The Galapagos Archipelago is celebrated worldwide for its unique plant and animal species; however, the miraculous marine life that surrounds these islands is often overlooked. The processes that have so enthralled the scientific community since the arrival of the H.S. Beagle are also clearly represented in those species that live below the ocean waves, not just in those above. Around 3,000 marine species call these waters home, of which over 20% are endemic to the Galapagos marine reserve, including around 400 are fish species alone. Just sticking your head below the ocean surface, an equally fantastic and stunning world can be found. Unfortunately, studies have found that rising temperatures and acidity levels in the ocean are threatening the marine biosphere, starting first and foremost with coral reefs.
Why is the Galapagos Marine Reserve so diverse?
The beauty and richness of the Galapagos Marine Reserve are foremost due to the archipelago’s location at the conjunction of at least three major ocean currents, joining warm northern waters with rich arctic waters and deep cold waters from the west. As a result, a unique array of life comes together resulting in an extraordinarily high level of endemism. Endemism is much rarer among marine life than terrestrial species, as marine species are more prone to long migrations and intermingling. The multitude of life is only strengthened by the diverse marine habitats located below the stunning turquoise waters, including vertical walls, coral reefs, rocky bottoms, sandy beaches, and mangrove forests.
After decades of warnings from the scientific community, the world is beginning to suffer the initial effects of climate change. Reports demonstrate that the global temperature has increased 0.7°C since pre-industrial times, the effect of which is being felt by marine species from the equatorial tropics to the deep poles. Rising ocean levels, water temperature, and water acidity all present potentially threating situations for our oceans.
Some of the most essential organisms affected by increasing ocean temperatures are plankton and algae which, although they may seem irrelevant, are the veritable foundation of the marine food chain and are hugely important to a healthy marine environment, especially coral. If ocean temperatures rise by just one degree Celsius for as little as four weeks, coral expels the algae they contain in response to heat stress through a process known as coral bleaching. Algae are the primary food producer for coral and provide up to 90 percent of the energy corals need to reproduce and grow. Without algae, coral slowly appears to become transparent, revealing its white skeleton. If water conditions do not return to normal, coral is not able to regain the algae and will literally starve. Coral bleaching has become dangerously widespread in recent years, and the Galapagos Islands are not an exception.

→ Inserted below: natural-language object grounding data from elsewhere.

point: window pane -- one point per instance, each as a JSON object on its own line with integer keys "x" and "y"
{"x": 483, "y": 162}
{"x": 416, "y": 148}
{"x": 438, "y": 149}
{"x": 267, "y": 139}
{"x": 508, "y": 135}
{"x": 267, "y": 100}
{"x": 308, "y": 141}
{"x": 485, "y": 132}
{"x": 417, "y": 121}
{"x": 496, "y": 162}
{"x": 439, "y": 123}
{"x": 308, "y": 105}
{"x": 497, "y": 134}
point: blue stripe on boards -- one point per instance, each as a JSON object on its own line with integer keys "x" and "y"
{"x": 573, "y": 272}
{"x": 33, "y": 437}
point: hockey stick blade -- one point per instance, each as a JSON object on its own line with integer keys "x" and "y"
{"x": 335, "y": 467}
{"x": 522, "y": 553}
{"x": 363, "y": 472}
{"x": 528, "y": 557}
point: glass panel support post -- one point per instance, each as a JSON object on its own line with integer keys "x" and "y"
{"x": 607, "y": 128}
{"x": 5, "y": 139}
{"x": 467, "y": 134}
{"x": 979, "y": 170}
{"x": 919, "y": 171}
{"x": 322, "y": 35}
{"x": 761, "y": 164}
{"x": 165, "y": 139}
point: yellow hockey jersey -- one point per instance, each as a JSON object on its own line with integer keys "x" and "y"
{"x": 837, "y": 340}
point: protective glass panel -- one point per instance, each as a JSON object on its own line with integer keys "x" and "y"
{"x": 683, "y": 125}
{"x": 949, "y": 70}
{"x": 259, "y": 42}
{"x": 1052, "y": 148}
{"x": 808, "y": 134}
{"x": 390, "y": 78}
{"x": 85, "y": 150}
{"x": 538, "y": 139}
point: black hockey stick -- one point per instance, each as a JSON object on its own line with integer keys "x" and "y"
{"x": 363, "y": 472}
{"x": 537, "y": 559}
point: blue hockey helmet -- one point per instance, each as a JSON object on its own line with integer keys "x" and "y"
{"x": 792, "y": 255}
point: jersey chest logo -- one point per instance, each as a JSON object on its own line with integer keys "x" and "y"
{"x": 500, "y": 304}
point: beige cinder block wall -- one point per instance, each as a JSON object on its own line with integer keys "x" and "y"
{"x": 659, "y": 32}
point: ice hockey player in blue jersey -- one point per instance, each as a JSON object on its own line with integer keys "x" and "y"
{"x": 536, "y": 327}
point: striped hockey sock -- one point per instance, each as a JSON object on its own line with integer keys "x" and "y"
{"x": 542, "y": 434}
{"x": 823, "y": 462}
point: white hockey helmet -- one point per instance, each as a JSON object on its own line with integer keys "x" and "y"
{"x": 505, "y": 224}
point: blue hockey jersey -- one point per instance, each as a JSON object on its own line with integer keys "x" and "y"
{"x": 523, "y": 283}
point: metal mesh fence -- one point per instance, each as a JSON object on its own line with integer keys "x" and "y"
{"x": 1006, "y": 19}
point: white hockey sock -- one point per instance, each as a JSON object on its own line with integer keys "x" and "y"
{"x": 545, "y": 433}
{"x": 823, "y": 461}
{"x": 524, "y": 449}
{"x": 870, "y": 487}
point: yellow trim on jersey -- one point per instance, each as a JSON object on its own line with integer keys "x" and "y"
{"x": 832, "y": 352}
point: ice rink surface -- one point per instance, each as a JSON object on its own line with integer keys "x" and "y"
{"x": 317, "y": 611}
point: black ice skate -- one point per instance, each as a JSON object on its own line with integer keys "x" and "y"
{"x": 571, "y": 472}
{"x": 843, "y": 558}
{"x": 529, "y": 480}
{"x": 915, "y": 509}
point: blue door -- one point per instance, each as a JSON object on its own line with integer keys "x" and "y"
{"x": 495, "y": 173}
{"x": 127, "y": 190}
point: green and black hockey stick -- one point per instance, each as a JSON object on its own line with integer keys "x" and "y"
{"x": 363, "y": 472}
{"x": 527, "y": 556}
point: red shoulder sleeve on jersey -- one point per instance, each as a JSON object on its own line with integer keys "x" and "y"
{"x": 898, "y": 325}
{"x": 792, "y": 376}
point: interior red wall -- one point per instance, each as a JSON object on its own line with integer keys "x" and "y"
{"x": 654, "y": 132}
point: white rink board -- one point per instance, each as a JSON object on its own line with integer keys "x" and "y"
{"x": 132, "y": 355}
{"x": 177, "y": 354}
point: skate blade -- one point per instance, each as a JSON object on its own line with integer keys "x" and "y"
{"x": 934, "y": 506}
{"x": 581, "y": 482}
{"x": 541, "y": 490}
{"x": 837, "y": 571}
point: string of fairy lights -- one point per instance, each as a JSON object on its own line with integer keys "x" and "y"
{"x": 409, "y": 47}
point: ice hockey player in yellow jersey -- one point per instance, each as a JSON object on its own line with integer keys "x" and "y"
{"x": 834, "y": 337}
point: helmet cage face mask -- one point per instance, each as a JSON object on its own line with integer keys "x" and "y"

Galapagos coral and its global significance
The Galapagos Islands are not typically known for their coral reefs, and indeed it was not until the 1970’s that scientists realized the Galapagos Marine Reserve contained coral; nevertheless, they play a very important role in determining the potential effects of climate change on reefs around the world. The unusual current patterns present in the archipelago and its isolation from human activity makes it the perfect ‘living laboratory’ for studying these effects. The Living Oceans Foundation has been conducting extensive research in the archipelago with the support of the University of Miami in an effort to evaluate how coral in the Galapagos is able to recover from strong El Niño events, as well as the impact that ocean acidification may have on the coral.
The future of coral
During the El Niño events of 1982-83 and 1997-98, a large part of the coral in the Galapagos died due to extremely high water temperatures. Only one reef truly recovered, which is located by the northernmost island in the Galapagos, Darwin Island. The coral reefs that survived were studied and compared to those that did not in order to understand the conditions that made coral more susceptible. Unfortunately, the results do not bode well for the future of coral reefs; however, as some coral is more thermotolerant than others, there is still hope. Furthermore, the study determined that distinct Symbiodinium species (unicellular organisms) cause certain kinds of coral to respond differently to bleaching; therefore, if a coral is able to host multiple symbiont types, it will be better equipped to cope with warming waters. One reason the northern coral survived was due to lower levels of acidity in that area (as a result of differing ocean currents), determining that reefs in the Galapagos are unable to survive if the water has a pH of 8.0 or less. Furthermore, after carrying out several lab studies, it was determined that the coral that died had weaker skeletons as a result of increased levels of phosphate in the water due to nutrient-rich upwellings; the increase in nutrients caused the coral to grow faster, forming less robust skeletons. The study thus found that those corals in highly acidic waters and exposed to higher levels of nutrients would be least resistant to the effects of climate change.